Suds In Your Eye by Mary Lasswell

This is a humorous story by Mary Lasswell about three retired women, Mrs. Annie Feeley, Miss Agnes Tinkham, and Mrs. Erna Rasmussen, who live in Southern California, probably San Diego, during World War II. Mrs. Feeley is a widow who runs a junk yard called Noah's Ark (it has two of everything) with the help of Old-Timer (her working man) after her husband died. She is uneducated and can't read.

Miss Tinkham, a retired music teacher, relies on rent from a home back east and she is looking for a less expensive place to live when she meets Mrs. Feeley.

Mrs. Rasmussen, also a widow, is a nationalized citizen from Denmark living with her daughter and her daughter's family, paying rent, cooking and taking care of the grandchildren. They insist that she get home by 10:00 p.m. Worse yet, her son-in-law doesn't drink and is a vegetarian.

Mrs. Feeley has no children, but she has a nephew, Danny Malone, who is a Chief Yeoman stationed on a ship, who apparently has lost his parents.

Mrs. Feeley invites Miss Tinkham and Mrs. Rasmussen to move into her one-room house and they build walls to provide privacy between the beds. Mrs. Rasmussen does the grocery shopping and prepares the meals. Miss Tinkham plays the piano. The two things the three have in common are their love of beer (thus the title) and their ability to get things done.

While Danny is home briefly, Miss Tinkham invites them all to visit the Spanish class she is taking and Danny falls in love with the teacher, Kate Logan, and she is instantly attracted to him. We know this quickly because of the viewpoint. Books written today are most often written in one character's point of view for each scene. However, this book came out in 1942 when it was more popular to use limited omniscient viewpoint, which means you have a God-like perspective of the story and can switch viewpoint from one character to another as needed, even within a scene. In other words the reader can read the minds of all characters in a scene, not just one.

The three ladies are struggling financially and manage to get by only by pooling their resources. Danny offers to help and is turned down. Then his ship leaves for a military mission and he is unavailable to help even if his aunt would let him.

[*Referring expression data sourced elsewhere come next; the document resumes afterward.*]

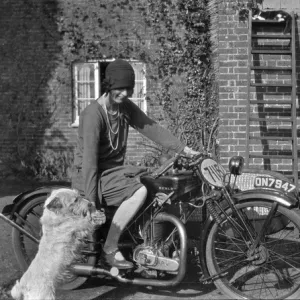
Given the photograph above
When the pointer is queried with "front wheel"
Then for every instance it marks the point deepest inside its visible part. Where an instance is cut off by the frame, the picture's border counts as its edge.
(25, 249)
(273, 272)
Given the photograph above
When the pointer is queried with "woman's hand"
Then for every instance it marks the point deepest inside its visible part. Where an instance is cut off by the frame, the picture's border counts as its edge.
(190, 152)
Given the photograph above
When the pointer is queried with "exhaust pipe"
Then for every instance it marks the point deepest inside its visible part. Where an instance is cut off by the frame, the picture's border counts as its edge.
(88, 270)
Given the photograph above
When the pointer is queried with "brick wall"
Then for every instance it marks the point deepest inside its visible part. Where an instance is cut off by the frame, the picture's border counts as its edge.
(233, 56)
(35, 80)
(233, 61)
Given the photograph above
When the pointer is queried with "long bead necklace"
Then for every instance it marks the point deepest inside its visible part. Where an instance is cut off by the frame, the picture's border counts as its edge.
(110, 130)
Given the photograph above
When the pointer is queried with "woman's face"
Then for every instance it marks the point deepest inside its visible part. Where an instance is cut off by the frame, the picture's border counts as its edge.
(120, 95)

Mrs. Feeley learns her junk yard and home are being sold because she hasn't paid her taxes for several years. Turns out the lawyer she'd hired to take care of it has stolen the money. If Miss Tinkham hadn't been there to read the letter to Mrs. Feeley, it would have been too late.

The three ladies and Old-Timer go to work at the tuna cannery to raise the money for the taxes by the deadline, plus a little extra for the trip to Tijuana the Spanish class has planned.

This book contains a few profanities that you wouldn't find today in a humor book and the only mention of Christian was this: Mrs. Feeley was glad to see that Kate Logan was a Christian when it came to drinking beer. It would have been almost too much of a disappointment if she had turned out to be the kind that liked the sweet stuff.

They manage to pay off the taxes and penalties and end up with enough money for the trip to Mexico with the class. While there, they find the lawyer and help the police catch him. Later, back in the United States, they get a reward for catching him.

Danny comes home and marries and Kate Logan and they have a huge party at Noah's Ark.

Great story.

There was more of a plot to the book than I remembered from reading in back in the 1950s. Although we didn't learn about the possible loss of the property until half way through the book, it was a significant event that put tension on the ladies to find a solution within a fixed time frame, the recipe for a good novel.

I think the reason I thought about Suds In Your Eye when I started writing about Liz Siedo and the bookmobile was that Liz gets things done and has a positive attitude about life, just like the three women in Mary Lasswell's books. I don't know yet, but I suspect Liz might enjoy a taste of beer from time to time.